Wednesday, 29 December 2010

Goa

Goa is so different from Bombay. It's a rural state which came under the Portuguese rather than the British in the age of colonialism, and the Portuguese were of course Catholic. So the missionaries came too, and eventually set up schools so that today Goa is the most literate state in India. With the literacy and the increased trade came wealth, and although I don't know the comparative wealth of the state as a whole, the people look better fed that those further north, they are both taller and more rounded, and the houses, roads and fields look cleaner.

Of course it's silly to compare it with the city of Bombay, there is no concentration of people in such numbers. But the difference is still striking.

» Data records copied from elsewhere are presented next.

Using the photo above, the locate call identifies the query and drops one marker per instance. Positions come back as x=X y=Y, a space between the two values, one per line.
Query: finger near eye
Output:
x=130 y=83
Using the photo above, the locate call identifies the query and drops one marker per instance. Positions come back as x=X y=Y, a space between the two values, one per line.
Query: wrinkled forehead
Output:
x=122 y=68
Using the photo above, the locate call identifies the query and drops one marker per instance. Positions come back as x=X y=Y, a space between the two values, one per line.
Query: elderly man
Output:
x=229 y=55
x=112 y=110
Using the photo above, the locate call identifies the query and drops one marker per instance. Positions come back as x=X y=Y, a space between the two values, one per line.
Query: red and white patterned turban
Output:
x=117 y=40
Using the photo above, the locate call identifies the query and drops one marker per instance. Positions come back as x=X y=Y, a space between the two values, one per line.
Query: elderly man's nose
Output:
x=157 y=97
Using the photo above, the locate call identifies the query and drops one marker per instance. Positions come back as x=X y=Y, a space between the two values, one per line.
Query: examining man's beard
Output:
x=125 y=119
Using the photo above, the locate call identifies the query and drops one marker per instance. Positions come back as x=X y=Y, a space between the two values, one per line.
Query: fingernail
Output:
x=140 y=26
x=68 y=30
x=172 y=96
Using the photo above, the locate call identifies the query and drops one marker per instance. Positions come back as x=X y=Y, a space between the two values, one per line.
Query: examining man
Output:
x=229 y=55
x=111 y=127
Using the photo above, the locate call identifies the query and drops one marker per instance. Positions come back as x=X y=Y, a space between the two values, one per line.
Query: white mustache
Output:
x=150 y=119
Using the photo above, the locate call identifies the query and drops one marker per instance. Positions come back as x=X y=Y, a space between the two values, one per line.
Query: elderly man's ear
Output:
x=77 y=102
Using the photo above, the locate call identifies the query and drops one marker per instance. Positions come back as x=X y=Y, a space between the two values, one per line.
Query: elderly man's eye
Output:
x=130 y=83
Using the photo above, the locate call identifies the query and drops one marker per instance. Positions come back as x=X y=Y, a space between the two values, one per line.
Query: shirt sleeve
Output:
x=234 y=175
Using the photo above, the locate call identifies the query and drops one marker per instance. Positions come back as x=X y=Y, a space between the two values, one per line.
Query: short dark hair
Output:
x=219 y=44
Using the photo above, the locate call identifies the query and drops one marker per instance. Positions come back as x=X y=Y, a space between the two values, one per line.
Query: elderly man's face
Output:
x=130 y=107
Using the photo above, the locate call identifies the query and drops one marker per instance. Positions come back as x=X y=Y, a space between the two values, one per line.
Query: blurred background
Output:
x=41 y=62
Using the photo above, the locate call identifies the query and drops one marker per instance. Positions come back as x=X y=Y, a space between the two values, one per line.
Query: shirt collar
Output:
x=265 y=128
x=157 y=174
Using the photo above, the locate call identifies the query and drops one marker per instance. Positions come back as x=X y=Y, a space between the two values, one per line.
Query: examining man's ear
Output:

It's also a hilly and damp state. So the hills are covered in lush vegetation and tall trees, while in the valleys are rice paddy fields, still managed in the old ways with lots of human labour planting (3 crops a year) and harvesting, and opening and closing the various irrigation ditches with mattocks. The rain levels mean large rivers too, and as there are few bridges across them, there's a certain amount of traffic concentration as you get near to a bridge. The roads leave a lot to be desired, especialliy if you are in the back seat of a coach!

We made a short visit to an uninspiring Hindu temple of no particular significance apart from an unusual tower of lights in its grounds: the original is still there, cast in brass and designed to be filled with oil, about 30 feet high. It is overshadowed by a new tower fitted with electric bulbs instead. Technology has much to answer for.

The real objective of the trip was a spice plantation, to which I was looking forward. I remembered it from a previous visit, when we walked all round the experimental farm with its scientist owner, then a grandfather and a charming gentleman, and I had much enjoyed hearing about his work and being beneath the trees in the cool shade.

But I was disappointed. The venue had changed to another spice plantation whose aim was to become an eco-tourist centre. So they had a restaurant business, a shop selling the spices, an area for performing dancers, and a guest house if you wanted to stay overnight. The tour of spices was given by our guide from the coach who simply lectured us rather than talked to us, along a narrow path (this one was built on the side of a hill and theefore was a series of terraces) which covered a trail that would have fit in my garden.

The saving grace of the day was that we were delayed getting back to the ship, and therefore travelled in the dusk and evening light. So by the time we hit towns or villages again, their Christmas decorations were lit. There are mostly paper lanterns in the shape of a three-dimensional pentagon and their gentle light was beautiful. Maybe there would be a string of lights along the front of the house as well, but the effect was always enhanced by the modesty of the setup.